One such morning, when I was about two years old, my parents sat at the breakfast table with my baby sister, Susan, and me. The table was littered with cups and plates and bowls, eggshells and toast crumbs. The sun shone in the windows of the kitchen in our small bungalow on McGee Avenue in Berkeley. My father was about to walk out the front door to go somewhere, work probably.
My mother said in a high, plaintive voice, “Please stay and help me, Ralph. I just need some help. Don’t leave yet.”
Teaser: I hated my own name. It was all wrong. I was going to be a novelist, I knew very early on, and novelists were named Jane, Charlotte, and Louisa. (p. 55).
Blurb: “To taste fully is to live fully.” For Kate Christensen, food and eating have always been powerful connectors to self and world—“a subterranean conduit to sensuality, memory, desire.” Her appetites run deep; in her own words, she spent much of her life as “a hungry, lonely, wild animal looking for happiness and stability.” Now, having found them at last, in this passionate feast of a memoir she reflects upon her journey of innocence lost and wisdom gained, mistakes made and lessons learned, and hearts broken and mended.
In the tradition of M. F. K. Fisher, Laurie Colwin, and Ruth Reichl, Blue Plate Special is a narrative in which food—eating it, cooking it, reflecting on it—becomes the vehicle for unpacking a life. Christensen explores her history of hunger—not just for food but for love and confidence and a sense of belonging—with a profound honesty, starting with her unorthodox childhood in 1960s Berkeley as the daughter of a mercurial legal activist who ruled the house with his fists.
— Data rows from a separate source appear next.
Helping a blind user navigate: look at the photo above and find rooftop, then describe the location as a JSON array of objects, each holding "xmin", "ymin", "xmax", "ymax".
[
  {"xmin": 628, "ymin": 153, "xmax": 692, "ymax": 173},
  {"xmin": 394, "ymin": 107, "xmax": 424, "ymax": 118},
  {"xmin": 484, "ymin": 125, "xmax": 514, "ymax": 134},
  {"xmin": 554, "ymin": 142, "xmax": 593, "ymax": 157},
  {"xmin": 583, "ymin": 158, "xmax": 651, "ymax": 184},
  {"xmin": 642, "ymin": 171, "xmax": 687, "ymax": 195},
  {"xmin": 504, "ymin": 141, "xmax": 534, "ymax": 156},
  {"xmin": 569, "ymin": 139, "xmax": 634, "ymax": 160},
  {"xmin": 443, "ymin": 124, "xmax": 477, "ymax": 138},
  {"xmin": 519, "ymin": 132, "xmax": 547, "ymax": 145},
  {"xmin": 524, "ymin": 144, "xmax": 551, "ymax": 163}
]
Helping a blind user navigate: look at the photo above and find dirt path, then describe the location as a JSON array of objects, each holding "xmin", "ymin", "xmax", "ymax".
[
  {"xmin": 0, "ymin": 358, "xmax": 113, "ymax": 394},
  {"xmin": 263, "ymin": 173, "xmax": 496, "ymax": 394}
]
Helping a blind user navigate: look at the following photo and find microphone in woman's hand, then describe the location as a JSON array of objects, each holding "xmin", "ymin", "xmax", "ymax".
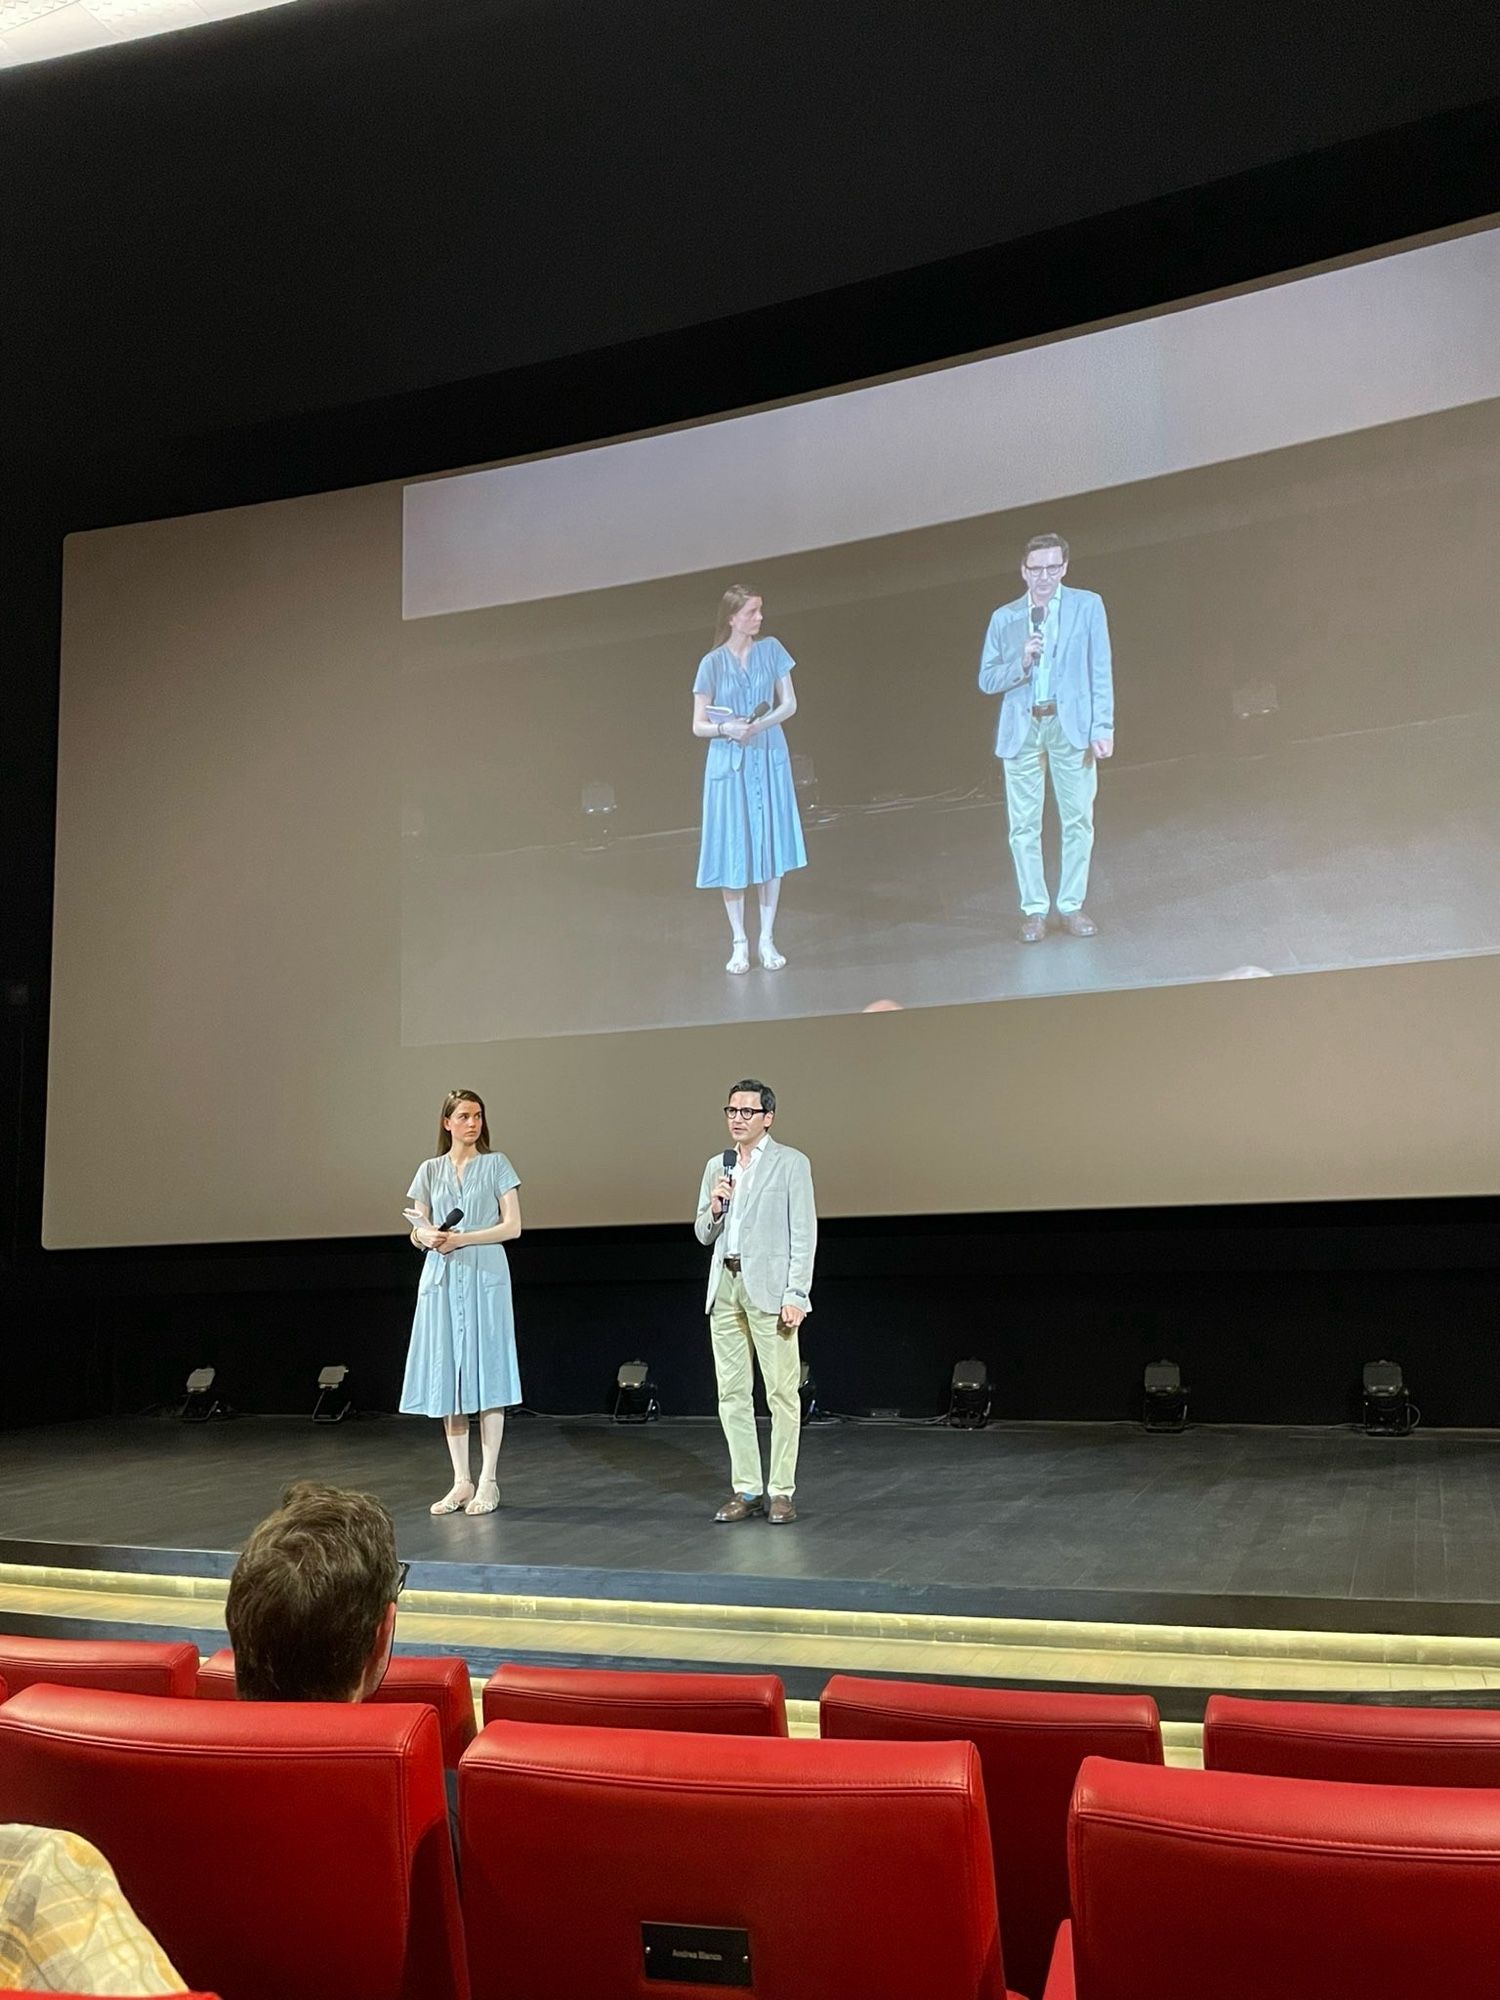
[
  {"xmin": 749, "ymin": 701, "xmax": 770, "ymax": 720},
  {"xmin": 438, "ymin": 1208, "xmax": 463, "ymax": 1230}
]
After a whirlwind adolescent awakening, Christensen strikes out to chart her own destiny within the literary world and the world of men, both equally alluring and dangerous. Food of all kinds, from Ho Hos to haute cuisine, remains an evocative constant throughout, not just as sustenance but as a realm of experience unto itself, always reflective of what is going on in her life. She unearths memories—sometimes joyful, sometimes painful—of the love between mother and daughter, sister and sister, and husband and wife, and of the times when the bonds of love were broken. Food sustains her as she endures the pain of these ruptures and fuels her determination not to settle for anything less than the love and contentment for which she’s always yearned.
The physical and emotional sensuality that defines Christensen’s fiction resonates throughout the pages of Blue Plate Special. A vibrant celebration of life in all its truth and complexity, this book is about embracing the world through the transformative power of food: it’s about listening to your appetites, about having faith, and about learning what is worth holding on to and what is not.
Would you keep reading? I know I can’t wait.